Aguentar as quase 2 horas de Era Uma Vez Um Sonho (Hillbilly Elegy, 2020) é um teste de paciência que tinha tudo para ser um sonho, mas se torna quase um pesadelo. O americano adora contar histórias sobre a busca do grande sonho americano e como prosperar no meio das adversidades, mas aqui essa história é contada de uma forma em zig zig e que faz, estruturalmente, um filme ruim.
Do diretor Ron Howard, que com suas decisões artísticas são de longe a menor coisa que temos que nos preocupar, o longa é cansativo e envolve os personagens em tantas discussões, conflitos e dramas, que apenas fica claro que foi feito apenas para desesperadamente (tentar) garantir indicações para suas duas atrizes principais, que olha só, curiosamente sempre foram indicadas para o Oscar, mas que nunca efetivamente ganharam. Era Uma Vez Um Sonho?
Glenn Close está anos em Hollywood, já interpretou papéis marcantes para o cinema e nos últimos tempos tem nos entregado boas atuações, e claro, ela Amy Adams que é a Leonardo DiCaprio de saias, afinal quase sempre é indicada em acaba por bater na trave todas as vezes. As duas são o grande chamariz, mas é preciso de mais do que isso.
E em Era Uma Vez Um Sonho, as duas atrizes estão realmente bem diferentes do que já vimos ultimamente, e até entregam (poucas) cenas realmente muito boas e emotivas, mas será que realmente é o bastante para os votantes nas premiações? Pois convenhamos é preciso mais que uma boa peruca, uns dentes falsos e uns gritos em tela. É quase como Era Uma Vez Um Sonho sempre tentasse cruzar um limite ao contar suas histórias, onde seus personagens oscilam entre o vergonhoso e o caricato.

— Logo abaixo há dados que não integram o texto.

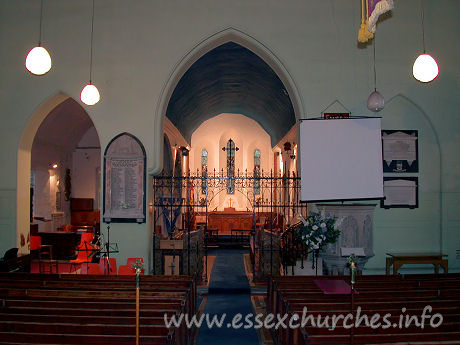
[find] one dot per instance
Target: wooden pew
(55, 309)
(377, 294)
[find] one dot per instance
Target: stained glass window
(256, 171)
(231, 148)
(204, 170)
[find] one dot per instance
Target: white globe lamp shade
(375, 102)
(425, 68)
(90, 95)
(38, 61)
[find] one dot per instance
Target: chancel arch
(240, 40)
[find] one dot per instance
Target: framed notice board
(400, 151)
(124, 180)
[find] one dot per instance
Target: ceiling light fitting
(38, 60)
(425, 67)
(375, 101)
(90, 94)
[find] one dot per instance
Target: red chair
(93, 268)
(108, 266)
(83, 256)
(35, 243)
(132, 261)
(126, 270)
(44, 253)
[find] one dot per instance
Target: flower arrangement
(318, 231)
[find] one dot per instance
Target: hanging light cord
(91, 50)
(423, 25)
(375, 73)
(41, 16)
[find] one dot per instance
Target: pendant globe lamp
(425, 67)
(38, 60)
(90, 94)
(375, 102)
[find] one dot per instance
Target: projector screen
(341, 159)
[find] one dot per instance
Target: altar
(229, 219)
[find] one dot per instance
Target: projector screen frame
(342, 200)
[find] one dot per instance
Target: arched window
(204, 171)
(256, 171)
(231, 149)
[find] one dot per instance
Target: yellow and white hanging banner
(371, 10)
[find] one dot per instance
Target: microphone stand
(352, 262)
(138, 267)
(87, 256)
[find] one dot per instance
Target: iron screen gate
(182, 206)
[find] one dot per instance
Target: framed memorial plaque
(400, 151)
(400, 192)
(124, 180)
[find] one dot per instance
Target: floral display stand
(356, 223)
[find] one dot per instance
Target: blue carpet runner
(228, 293)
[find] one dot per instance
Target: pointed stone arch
(203, 47)
(401, 111)
(24, 162)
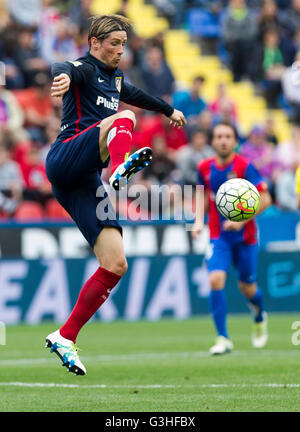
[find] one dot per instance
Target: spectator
(37, 105)
(81, 14)
(226, 113)
(285, 191)
(28, 57)
(222, 100)
(288, 153)
(37, 187)
(51, 131)
(156, 74)
(205, 122)
(150, 126)
(47, 28)
(64, 47)
(191, 103)
(291, 89)
(189, 156)
(239, 34)
(131, 73)
(172, 10)
(11, 182)
(11, 115)
(271, 135)
(270, 61)
(269, 18)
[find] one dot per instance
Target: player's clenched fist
(60, 85)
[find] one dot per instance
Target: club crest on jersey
(76, 63)
(118, 81)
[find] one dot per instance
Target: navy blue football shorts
(73, 167)
(243, 256)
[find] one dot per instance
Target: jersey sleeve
(298, 181)
(79, 72)
(254, 177)
(137, 97)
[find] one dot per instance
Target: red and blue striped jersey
(211, 176)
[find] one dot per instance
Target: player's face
(112, 48)
(224, 141)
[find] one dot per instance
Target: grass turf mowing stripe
(147, 356)
(146, 386)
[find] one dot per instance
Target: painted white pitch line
(144, 356)
(144, 386)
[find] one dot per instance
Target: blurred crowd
(33, 38)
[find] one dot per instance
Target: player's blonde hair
(102, 25)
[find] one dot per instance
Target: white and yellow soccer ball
(237, 199)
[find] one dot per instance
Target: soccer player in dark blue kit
(92, 131)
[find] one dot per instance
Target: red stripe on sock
(120, 144)
(92, 295)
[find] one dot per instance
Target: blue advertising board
(154, 287)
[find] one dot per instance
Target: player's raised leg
(255, 301)
(109, 250)
(218, 308)
(115, 139)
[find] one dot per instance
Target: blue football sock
(256, 303)
(218, 308)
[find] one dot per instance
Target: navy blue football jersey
(95, 92)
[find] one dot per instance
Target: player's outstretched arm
(60, 85)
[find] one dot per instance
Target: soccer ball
(237, 199)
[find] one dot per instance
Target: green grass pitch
(153, 366)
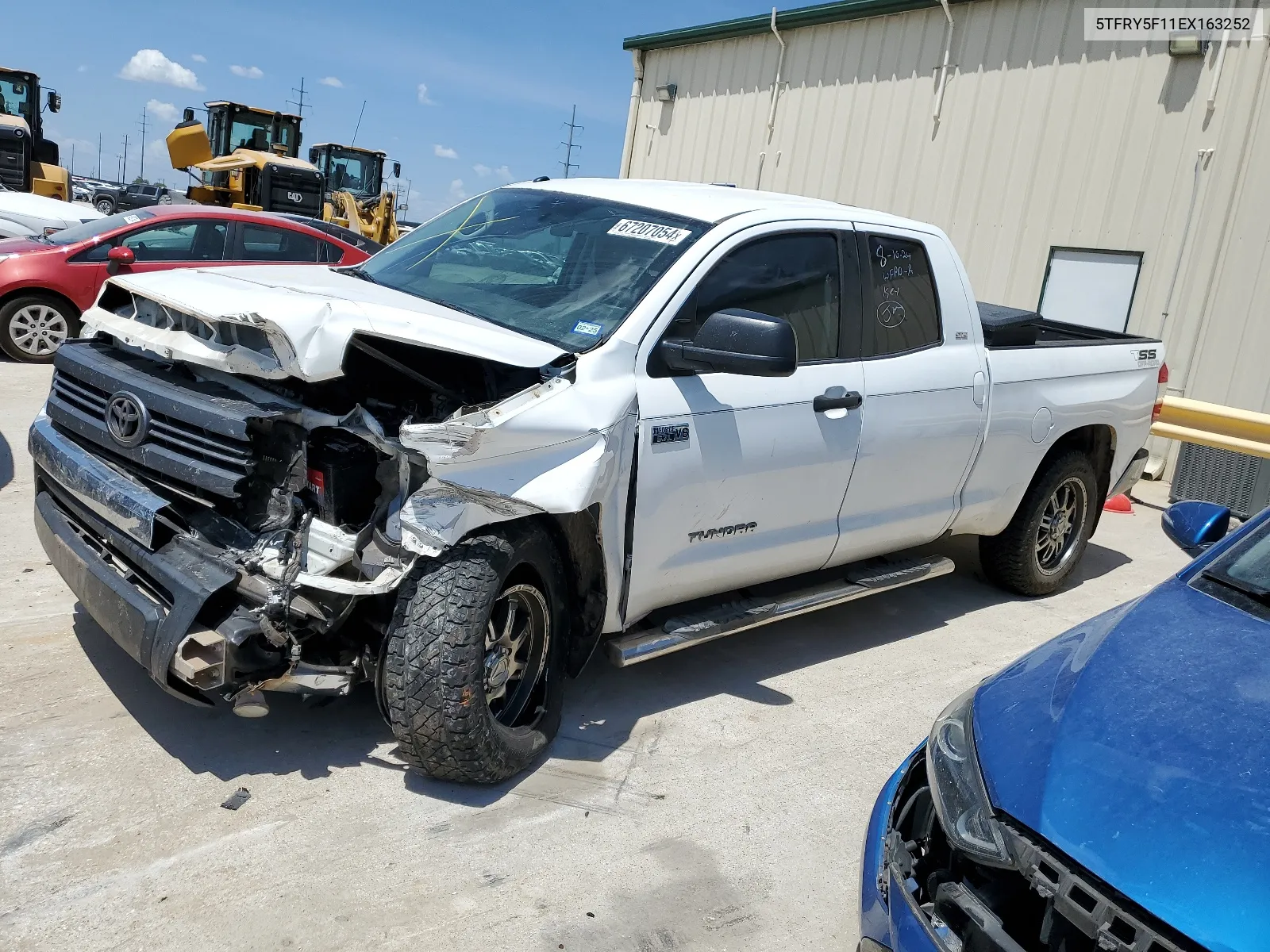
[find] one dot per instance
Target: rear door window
(264, 243)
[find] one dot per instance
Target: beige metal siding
(1045, 140)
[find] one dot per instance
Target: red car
(46, 282)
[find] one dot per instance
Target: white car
(641, 413)
(25, 213)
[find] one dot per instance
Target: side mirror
(118, 257)
(1194, 526)
(736, 342)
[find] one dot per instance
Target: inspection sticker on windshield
(647, 230)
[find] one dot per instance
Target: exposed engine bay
(317, 498)
(1041, 903)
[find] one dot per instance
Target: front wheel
(1045, 541)
(473, 676)
(32, 327)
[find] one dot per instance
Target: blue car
(1108, 791)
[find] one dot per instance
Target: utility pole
(143, 141)
(359, 124)
(569, 145)
(298, 102)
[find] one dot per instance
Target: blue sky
(464, 94)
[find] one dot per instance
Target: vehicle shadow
(602, 708)
(6, 463)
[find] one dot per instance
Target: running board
(728, 619)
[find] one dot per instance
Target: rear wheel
(1045, 543)
(32, 327)
(471, 666)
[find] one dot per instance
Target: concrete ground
(710, 800)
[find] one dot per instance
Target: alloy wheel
(38, 330)
(1060, 524)
(516, 649)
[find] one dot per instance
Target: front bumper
(887, 914)
(89, 520)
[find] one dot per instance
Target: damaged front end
(956, 876)
(239, 530)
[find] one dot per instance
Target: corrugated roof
(785, 19)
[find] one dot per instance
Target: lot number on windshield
(647, 230)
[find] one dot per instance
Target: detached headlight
(956, 786)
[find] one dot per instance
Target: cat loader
(29, 162)
(247, 158)
(355, 194)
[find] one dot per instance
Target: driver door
(740, 479)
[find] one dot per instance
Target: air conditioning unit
(1223, 476)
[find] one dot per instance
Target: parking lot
(714, 799)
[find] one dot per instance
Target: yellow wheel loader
(355, 194)
(247, 158)
(29, 162)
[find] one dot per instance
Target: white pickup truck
(560, 414)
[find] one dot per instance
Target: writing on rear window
(649, 232)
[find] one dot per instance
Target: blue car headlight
(958, 790)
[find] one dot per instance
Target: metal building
(1123, 184)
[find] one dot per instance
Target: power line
(569, 145)
(298, 102)
(144, 124)
(359, 124)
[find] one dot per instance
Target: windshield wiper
(1246, 588)
(356, 273)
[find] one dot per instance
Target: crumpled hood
(1140, 746)
(317, 310)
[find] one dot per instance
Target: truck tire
(473, 674)
(32, 327)
(1047, 536)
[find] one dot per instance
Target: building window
(1091, 287)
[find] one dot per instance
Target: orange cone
(1119, 505)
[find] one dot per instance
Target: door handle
(850, 400)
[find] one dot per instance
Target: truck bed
(1006, 328)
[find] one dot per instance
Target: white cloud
(162, 111)
(152, 67)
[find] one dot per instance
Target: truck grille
(171, 433)
(196, 436)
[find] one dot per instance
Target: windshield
(98, 226)
(1246, 566)
(353, 171)
(16, 97)
(562, 268)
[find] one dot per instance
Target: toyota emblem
(127, 419)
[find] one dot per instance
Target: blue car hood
(1140, 746)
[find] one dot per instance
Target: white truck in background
(567, 413)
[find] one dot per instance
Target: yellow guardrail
(1213, 425)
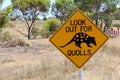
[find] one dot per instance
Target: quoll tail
(66, 44)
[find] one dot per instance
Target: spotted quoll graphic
(80, 38)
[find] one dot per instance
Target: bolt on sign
(78, 38)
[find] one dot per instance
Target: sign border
(90, 22)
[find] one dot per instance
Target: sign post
(80, 75)
(78, 39)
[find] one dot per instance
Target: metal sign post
(80, 75)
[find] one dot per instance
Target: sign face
(78, 38)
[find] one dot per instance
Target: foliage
(4, 16)
(30, 10)
(117, 14)
(116, 25)
(50, 26)
(35, 32)
(5, 36)
(64, 8)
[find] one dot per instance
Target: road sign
(78, 38)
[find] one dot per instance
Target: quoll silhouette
(81, 38)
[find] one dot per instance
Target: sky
(6, 3)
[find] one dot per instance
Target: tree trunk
(104, 28)
(29, 33)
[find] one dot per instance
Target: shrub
(49, 27)
(35, 32)
(5, 36)
(116, 25)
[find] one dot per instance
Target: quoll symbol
(80, 38)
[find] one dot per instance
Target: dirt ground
(42, 61)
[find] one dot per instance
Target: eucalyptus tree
(30, 10)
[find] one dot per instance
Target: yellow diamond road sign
(78, 38)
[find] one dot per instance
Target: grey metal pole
(80, 74)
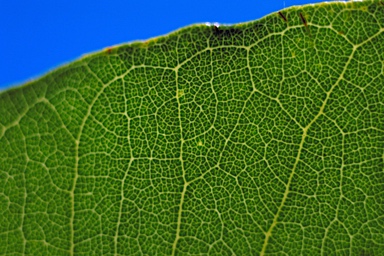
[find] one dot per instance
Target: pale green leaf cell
(263, 138)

Logo nas primeiras cenas o baque da presença de Close e Adams é sentido, afinal, vemos as duas rapidamente no meio de uma narrativa em off do nosso protagonista o jovem J.D. Vance, interpretado por dois atores diferentes, e aqui no começo criança por Owen Asztalos, que conta para o espectador sobre suas férias de verão no interior dos EUA. E nesse começo, o o choque principalmente fica com Close que é grande por conta de sua caracterização física, mas é a forma de falar e de agir de Adams que desvia a atenção nesses primeiros 20 minutos.
Toda a construção mais simples e esse retrato sofrido dessa grande família americana com seus diversos problemas, alguns segredos e questões espinhosas que era para ser um drama interessante e um veículo para catapultar as indicações de Adams e Close acaba por deixar muito a desejar pelo fato que ao assistirmos o longa os personagens são tão detestáveis que apenas deixa a experiência ser muito difícil. É como se tivéssemos essas pessoas transportadas em tela como uma visão de alguém de fora que não consegue realmente os compreender que talvez não bem o tipo de pessoa para contar essa história. É como vermos uma caricatura dessa parcela da população americana mais humilde e mais simples.
E o roteiro de Vanessa Taylor, que adapta o livro de memórias Hillbilly Elegy: A Memoir of a Family and Culture in Crisis escrito por J.D. Vance, como falamos, tenta muito ir e vir na trama para causar um certo boom na história que apenas nos faz esperar para assistir qual vai ser o próximo surto de Bev (Adams) e Mamaw, a Vovó (Close) e como isso afetará J.D (já adulto e interpretado por Gabriel Basso) e sua irmã Lindsay (Haley Bennett).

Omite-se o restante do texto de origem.